The outlook for starting Pimlico's meeting on Monday, as scheduled, is bleak," said the track's general manager, Chick Lang, unless somebody pulls a rabbit out of a hat."
Maryland Gov. Marvin Mandel ordinarily could be expected to do something clever, given the current strike by racetrack employees against Bowie, Pimlico and Laurel. Mandel is knowledgeable in racing matters.
"The union forgets we are not one of their food markets, that we are a buiness regulated by government where increased costs cannot automatically be turned over to the consumer," said Al Karwacki, Bowie's general manager.
Most segments of the Maryland racing industry are annoyed with Mandel for his apparent lack of interest in their fiscal crisis. That is amusing, because when the governor tried to help the sport's shaky future with a consolidation program and legalized offtrack betting, not too many years ago, the horse industry opposed him.
Now predictably, the tracks have fallen upon hard times except for Pimlico. Bowie and Laurel want to be bailed out by the bettors. Oh, they don't come right out and admit as much. They talk of an industry bill before the state legislature that asks the state to give up 1 per cent of its share of the takeout in order to help the purse structure and the track owners.

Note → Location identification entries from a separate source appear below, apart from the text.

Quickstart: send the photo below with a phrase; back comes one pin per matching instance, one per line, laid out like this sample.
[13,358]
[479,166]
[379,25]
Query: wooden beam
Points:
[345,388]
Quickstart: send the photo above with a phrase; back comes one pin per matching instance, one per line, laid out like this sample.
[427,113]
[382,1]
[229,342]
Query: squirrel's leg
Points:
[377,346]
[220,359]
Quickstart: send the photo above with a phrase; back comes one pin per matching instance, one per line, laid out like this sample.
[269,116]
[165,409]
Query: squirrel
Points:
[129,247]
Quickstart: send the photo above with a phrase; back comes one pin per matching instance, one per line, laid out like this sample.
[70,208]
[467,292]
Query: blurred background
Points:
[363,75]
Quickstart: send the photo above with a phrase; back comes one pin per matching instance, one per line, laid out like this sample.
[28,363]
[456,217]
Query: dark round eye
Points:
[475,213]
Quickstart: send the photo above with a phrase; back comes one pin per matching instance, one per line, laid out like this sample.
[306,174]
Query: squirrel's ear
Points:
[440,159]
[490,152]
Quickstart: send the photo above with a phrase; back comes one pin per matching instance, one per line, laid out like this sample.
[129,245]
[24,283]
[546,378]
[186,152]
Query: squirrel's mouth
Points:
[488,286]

The industry's back-up position would be to agree, however "reluctantly," to a 1 per cent increase gained by jumping the total takeout from 15 to 16 per cent on basic bets and from 16 to 17 per cent (or higher) on multiple pools.
They would agree to this even though the low takeout in Maryland, compared to the usurious rates in neighboring states, is what attracts many bettors to area tracks.
That means the bettors would foot the bill for the track employee's pay raise had improved health and welfare benefits. Just as surely as this sort of relief was granted by Annapolis, Laurel and Bowie would be back two or three years from now pleading poverty again.
This strike should tell everybody something about the health of Maryland racing. Pimlico can afford to give the emploees a sizeable increase. Bowie's operation is marginal. Laurel is destitute. The reason is simple: Pimlico has superior management and a dedication to providing better racing.
It was Pimlico that lined up the sensational apprentice, Steve Cauthen, for opening day, after Laurel and Bowie had acted as though the 16-year-old jockey didn't exist. Pimlico has built the Preakness into a great attraction while Laurel stumbles about with the Washington, D.C. International and Bowie is, well, just Bowie.
Regrettably, it is the trainers and the owners who will be hurt the most as the length of this strike increases. The cost of keeping a horse is just as high as it was last Friday when Bowie was open.
But Pimlico is not about to break away from Bowie and Laurel to negotiate a separate settlement.
"Our united from will not weaken," Lang assured. "We will negotiate collectively, even though e are considered the fat cat. If Bowie and Laurel can't afford to meet the union's contract demands, we won't either. The three of us are in the same boat."
That is true, up to a point, except that one track has been attempting to plow ahead while, the two others serve as anchors.
It is up to the union and tracks to solve their differences. Maryland has no obligation to help. The state receives only 5.34 per cent of the take, one of the lowest percentages in the country. Bowie and Laurel may contend they need tax relief but why, then, does Pimlico do so nicely working under the same formula that finds the tracks receiving 4.16 per cent?
No one wants to see the strike continue. The horses, however, can use some time off and so can the bettors. And most important, the bettors should not be saddled with a higher tax rate at the mutual window in order to solve the differences between Bowie. Laurel and the union.